本にだって雄と雌があります (新潮文庫)
本にだって雄と雌があります (新潮文庫) / 感想・レビュー
みも
確かな語彙力と博覧強記に裏打ちされた、軽妙な言葉遊びの幻想譚。博識を鼻にかける風もなく、標準語と関西弁を混在させつつ、さらりと紛れ込ませる諧謔の妙。そのテンポ感と言葉のセンスの良さに、幾度、声をあげて笑った事か。だが油断して心を弛緩させていると、脳天をガツンと殴られる。何故なら、太平洋戦争末期のボルネオの密林行軍の描写があまりに凄惨で苛烈だから…。大岡昇平『野火』を想起させる圧倒的な力で僕をねじ伏せる。それはまるで、ユーモラスな形状の軟体生物の内部に隠された熱く熱した鋼鉄の核。迂闊に触れると大火傷を負う。
2020/04/06
rico
タイトルに、うん、似たような本がいつの間にか増殖することあるよね、って読み始めたら・・・マジかあ~!思わず叫んでた。モリミーをぎゅっと濃縮したような文体で、怒涛のように繰り出される笑いと皮肉と洞察に満ちた言葉、言葉。と思ったら、いきなりボルネオの密林、地獄の戦地に放り込まれる。何これ、何これ、パニックしながらたどりついた大団円。そっか、これは本を愛し本に愛された(憑りつかれた)一族と本たちとの夢物語。幸せな結末。読みたい本を全て読むには人生は短かすぎる、そう思ったことがある人なら、きっとはまると思います。
2020/05/27
アキ・ラメーテ@家捨亭半為飯
古風な文体で語られる深井家サーガ。本好きの祖父與二郎が語る本が増殖するわけは、雄と雌の本が子供を産むから!?登場人物が皆おもしろく、少し古風で愉快な語り口は森見登美彦さん風だなーなどと油断しながら読んでいたら、中盤、語り手の祖父與二郎の戦場での日記で涙腺崩壊してしまった。涙と鼻水とめどなし。
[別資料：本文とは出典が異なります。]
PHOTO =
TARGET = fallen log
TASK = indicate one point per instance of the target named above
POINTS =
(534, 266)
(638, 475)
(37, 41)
物語を読む楽しみを久しぶりに思いっきり堪能させてもらった!という読後感、スッキリ。
2017/10/24
つねじろう
あなたの家の本もいつの間にか増えてない?その答えが分かるお話。「幻書」に魅入られた一族代々の物語が大阪弁で語られる。それが冗談と駄洒落まみれの洪水となって行方も見えずだらだらと続くので途中で目眩がして来る。あかんこらあきまへんと言いつつだらだら読んでるとしょうも無いネタに思わず笑ってしまうようになり次第にその摩訶不思議の世界に引き摺り込まれ後戻り出来なくなる。ブラジル料理のフェジョアーダ食べた時みたいに一口目は面妖だけど段々癖になる感じ?ちょっと危険。飛ぶ本と6本脚で翼を持つ白象も本当に居る気がして来た。
2015/09/19
ナミのママ
第1回書店員ビブリオバトルの最優秀作品。youtubeで拝見し、なんともそそられて読んでみたくなりました。とっても不思議な本、書店で見てもまず手にもとらないジャンルです。感想をひとことでいえば「をかし」。みごとであり、おもしろく、こっけいであり、ある意味、風情も感じます。書物に雄・雌があり、並べ方によっては子供を作る、蔵書が増える、幻書という・・というタイトルの意味と、本ストーリーがまったくどうつながるのか・・。説明のしようもなく、つまらないと感じるか、はまるかも読者次第という感じの一冊でした。